# Swapping hard drives?



## PushiTOOL11 (Aug 29, 2007)

Don't know if this is the correct place to ask this or not..

I have a Series 2 TiVo [single tuner] right now. My brother was using a series 2 [dual tuner] but never really used it much so I was thinking about taking it for myself. The only reason I don't want to though is because I have a lot of shows already recorded on my TiVo that I need to watch, also my billion season passes, favorites, recommendations and stuff all set up.

So what I was wondering was if its possible to simply swap the hard drives?

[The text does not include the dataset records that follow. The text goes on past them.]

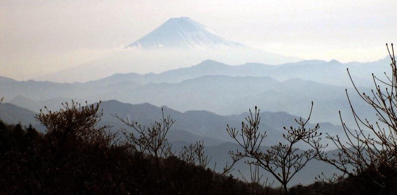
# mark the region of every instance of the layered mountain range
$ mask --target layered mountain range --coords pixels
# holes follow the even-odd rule
[[[228,40],[187,17],[171,18],[127,46],[103,58],[35,80],[86,82],[116,73],[159,73],[207,59],[238,65],[255,62],[275,65],[297,58],[266,52]]]

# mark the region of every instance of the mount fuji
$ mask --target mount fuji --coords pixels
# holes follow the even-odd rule
[[[227,40],[188,17],[171,18],[127,47],[196,48],[245,47]]]
[[[33,79],[86,82],[117,73],[159,73],[208,59],[232,65],[300,61],[228,40],[199,22],[182,17],[168,19],[140,39],[103,58]]]

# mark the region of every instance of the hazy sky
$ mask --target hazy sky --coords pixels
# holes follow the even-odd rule
[[[130,44],[170,17],[305,59],[368,62],[397,41],[395,0],[0,0],[0,75],[25,79]]]

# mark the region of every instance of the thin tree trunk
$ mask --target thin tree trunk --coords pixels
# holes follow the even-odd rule
[[[287,191],[287,184],[283,184],[283,186],[284,186],[284,194],[285,195],[288,195],[288,192]]]

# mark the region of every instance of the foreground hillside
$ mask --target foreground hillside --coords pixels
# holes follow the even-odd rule
[[[204,152],[226,154],[230,149],[227,144],[205,151],[201,145],[190,145],[190,150],[188,146],[182,152],[193,154],[192,157],[162,153],[171,146],[163,145],[166,140],[156,139],[160,142],[145,143],[149,146],[159,143],[165,148],[145,150],[159,152],[159,156],[142,153],[132,143],[120,142],[120,134],[97,126],[101,116],[97,115],[99,108],[90,108],[66,109],[75,113],[71,115],[62,111],[38,115],[37,119],[46,127],[44,134],[31,126],[23,128],[0,120],[0,194],[280,194],[277,184],[258,185],[228,175],[233,167],[218,172],[209,168]],[[136,144],[145,145],[142,143]],[[312,165],[308,166],[314,169]],[[334,184],[316,182],[292,187],[288,192],[289,195],[382,192],[376,185],[362,182],[354,178]]]

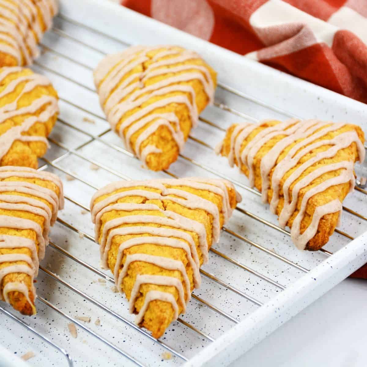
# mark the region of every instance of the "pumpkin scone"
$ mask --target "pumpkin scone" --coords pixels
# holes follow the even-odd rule
[[[176,46],[135,46],[109,55],[94,77],[112,130],[154,171],[177,159],[217,84],[216,73],[197,54]]]
[[[0,166],[36,168],[58,113],[46,77],[19,66],[0,68]]]
[[[268,120],[230,126],[217,153],[261,192],[296,246],[315,251],[340,219],[343,200],[354,188],[354,163],[364,160],[364,141],[355,125]]]
[[[229,182],[197,178],[117,182],[93,196],[102,265],[155,337],[185,312],[200,266],[240,200]]]
[[[56,175],[0,167],[0,300],[23,315],[36,313],[33,278],[50,226],[63,206],[62,184]]]
[[[57,0],[0,2],[0,67],[31,64],[57,11]]]

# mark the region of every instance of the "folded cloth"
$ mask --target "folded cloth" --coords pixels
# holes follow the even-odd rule
[[[367,103],[362,0],[121,0],[122,5]]]

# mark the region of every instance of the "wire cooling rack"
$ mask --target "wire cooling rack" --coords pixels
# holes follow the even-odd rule
[[[60,97],[51,149],[39,169],[62,179],[66,205],[40,266],[37,315],[24,317],[0,307],[0,342],[18,355],[34,351],[29,361],[35,365],[182,364],[367,230],[367,191],[356,188],[325,248],[313,253],[294,248],[289,232],[277,225],[260,193],[212,150],[234,122],[294,116],[220,83],[214,106],[202,114],[178,161],[163,172],[142,168],[111,131],[92,81],[92,70],[106,54],[129,46],[60,15],[33,67],[50,78]],[[229,179],[243,200],[211,249],[210,263],[200,270],[201,288],[194,291],[187,313],[158,340],[135,325],[126,300],[112,290],[112,275],[99,269],[89,201],[112,181],[192,175]],[[76,326],[76,339],[68,330],[70,323]]]

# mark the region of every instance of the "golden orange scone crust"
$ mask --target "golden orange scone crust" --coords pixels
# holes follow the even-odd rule
[[[33,278],[63,198],[55,175],[0,167],[0,300],[25,315],[36,313]]]
[[[217,84],[216,73],[197,54],[175,46],[136,46],[109,55],[94,75],[113,129],[154,171],[177,159]]]
[[[57,5],[57,0],[4,0],[0,3],[0,67],[32,63]]]
[[[228,182],[196,178],[116,182],[93,196],[102,265],[155,337],[185,312],[200,267],[240,200]]]
[[[0,166],[36,168],[58,114],[46,77],[20,67],[0,68]]]
[[[232,125],[217,152],[262,191],[298,248],[316,250],[333,233],[341,203],[354,187],[353,164],[364,159],[364,141],[355,125],[268,120]]]

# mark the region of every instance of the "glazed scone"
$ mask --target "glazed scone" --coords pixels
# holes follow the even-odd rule
[[[94,77],[112,129],[154,171],[177,159],[217,84],[216,73],[197,54],[176,46],[135,46],[109,55]]]
[[[0,67],[31,64],[37,44],[51,27],[57,0],[3,0],[0,2]]]
[[[121,181],[93,196],[102,266],[155,337],[185,312],[200,266],[240,200],[228,181],[196,178]]]
[[[0,166],[36,168],[58,113],[46,77],[19,66],[0,68]]]
[[[62,184],[56,175],[0,167],[0,300],[23,315],[36,313],[33,278],[50,226],[63,206]]]
[[[354,164],[364,160],[364,141],[355,125],[268,120],[232,125],[217,152],[261,192],[298,248],[316,250],[334,233],[354,189]]]

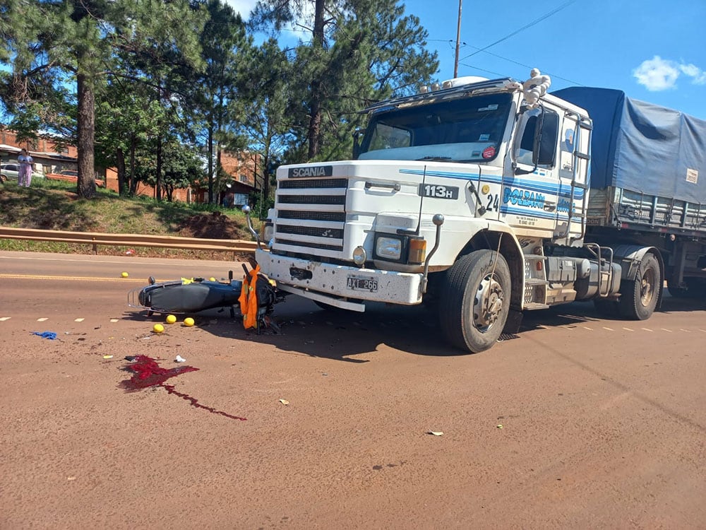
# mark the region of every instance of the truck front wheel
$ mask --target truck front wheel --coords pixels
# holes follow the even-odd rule
[[[631,320],[647,320],[657,305],[662,278],[659,264],[652,254],[646,254],[632,280],[621,283],[620,313]]]
[[[510,309],[510,269],[492,250],[464,256],[450,269],[441,289],[441,331],[453,346],[472,353],[492,346]]]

If I put the hard drive from my single tuner into the dual tuner, would I then be able to use the dual tuner TiVo and still have all my recordings, seasons passes, favs, etc?

And also, if it is in fact possible, is swapping hard drives a fairly simple thing to do?

Thanks!

Sarah


----------



## HomeUser (Jan 12, 2003)

Yes, The TiVo Upgrade Center is probably the best place to ask.

No, the recordings are keyed to the TiVo and will not play by dropping the drive in a different TiVo even if the TiVos were the same model which yours are not.

If you can put both TiVo's on the same account then you have several options for transferring the recordings by using TiVo Desktop or MRV (Multi Room Viewing) requires a  home network

I do not have any solution for transferring the season passes or favorites other then pen and paper.


----------



## PushiTOOL11 (Aug 29, 2007)

Darn.. that would have been perfect!

Oh well though, I don't really need the dual tuner, it would just be nice. Maybe one day I'll decide to transfer to it but for now the single tuner has been working just fine.

Thanks for the response!


----------



## scandia101 (Oct 20, 2007)

You don't need a subscription to watch the recordings that are already on the tivo.


----------